"Backtest Sharpe is high" tells you almost nothing — if you tried enough variants, one will always look great. This is the multiple-testing trap. Here is the discipline that distinguishes real strategies from artifacts.
If you test N strategy variants on the same history, even if all variants are random, the best one will appear "significant" by chance. Naively reporting the top Sharpe is self-deception. Two-thirds of the published quant literature would not survive proper multiple-testing correction.
Time-series-friendly cross-validation: slice the series into blocks, do combinatorial train/test splits, and apply purge + embargo between train and test to prevent information leakage.
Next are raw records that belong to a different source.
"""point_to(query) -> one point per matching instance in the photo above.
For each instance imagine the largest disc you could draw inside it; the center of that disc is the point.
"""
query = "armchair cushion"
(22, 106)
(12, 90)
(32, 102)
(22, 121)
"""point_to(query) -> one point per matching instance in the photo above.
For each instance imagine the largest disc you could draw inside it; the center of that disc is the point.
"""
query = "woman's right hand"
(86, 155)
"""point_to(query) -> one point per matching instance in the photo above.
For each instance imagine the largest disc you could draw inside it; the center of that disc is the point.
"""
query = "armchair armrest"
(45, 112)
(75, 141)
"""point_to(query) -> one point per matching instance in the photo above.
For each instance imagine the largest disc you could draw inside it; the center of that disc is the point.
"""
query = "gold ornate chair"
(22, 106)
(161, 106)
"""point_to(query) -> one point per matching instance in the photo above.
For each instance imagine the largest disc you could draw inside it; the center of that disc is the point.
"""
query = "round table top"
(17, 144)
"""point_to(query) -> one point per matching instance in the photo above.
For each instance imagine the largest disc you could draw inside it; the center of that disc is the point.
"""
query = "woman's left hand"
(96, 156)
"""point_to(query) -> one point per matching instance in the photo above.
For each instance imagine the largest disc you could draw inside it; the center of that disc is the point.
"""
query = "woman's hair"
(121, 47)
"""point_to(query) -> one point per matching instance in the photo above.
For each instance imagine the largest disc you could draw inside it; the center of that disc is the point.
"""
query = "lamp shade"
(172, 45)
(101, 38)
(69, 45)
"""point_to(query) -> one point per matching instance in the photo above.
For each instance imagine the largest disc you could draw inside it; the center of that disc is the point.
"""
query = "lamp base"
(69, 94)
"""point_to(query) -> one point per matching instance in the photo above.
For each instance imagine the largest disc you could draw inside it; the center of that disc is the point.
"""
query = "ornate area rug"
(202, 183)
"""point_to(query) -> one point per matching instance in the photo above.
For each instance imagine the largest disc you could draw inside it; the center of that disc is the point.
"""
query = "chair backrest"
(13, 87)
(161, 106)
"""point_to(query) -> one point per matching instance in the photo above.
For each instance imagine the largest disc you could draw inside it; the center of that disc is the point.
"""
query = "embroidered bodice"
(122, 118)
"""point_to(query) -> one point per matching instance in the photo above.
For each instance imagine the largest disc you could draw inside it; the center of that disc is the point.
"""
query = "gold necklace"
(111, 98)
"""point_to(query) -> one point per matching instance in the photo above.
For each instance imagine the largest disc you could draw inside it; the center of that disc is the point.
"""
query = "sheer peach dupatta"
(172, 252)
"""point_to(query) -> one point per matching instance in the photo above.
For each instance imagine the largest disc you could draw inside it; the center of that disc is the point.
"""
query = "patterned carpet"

Output is a distribution of backtest metrics — not a single point. Far more robust than single hold-out.
CPCV originates from Marcos López de Prado's work; it has become the de-facto standard for serious A-share quant.
DSR explicitly corrects for how many variants you tried, the backtest length, and the skew/kurtosis of returns. A factor that is DSR-significant is far more credible than one with a high naked Sharpe. Standard formulation:
DSR = Z[ (SR_observed - E[max_SR | N_tries]) / std_max_SR ]
where the second term captures the expected best-of-N under the null. Most "great Sharpe" candidates collapse here.
Backtests must net impact cost + fees + slippage. Many "high Sharpe" factors collapse to zero net of costs. The higher your turnover, the more lethal this gate.
Backtest numbers must be labelled backtest-grade; live equity curves should reconstruct from real positions × real close prices, reconcilable against broker statements. A high backtest Sharpe in marketing copy is a regulatory red flag in licensed-advisor jurisdictions.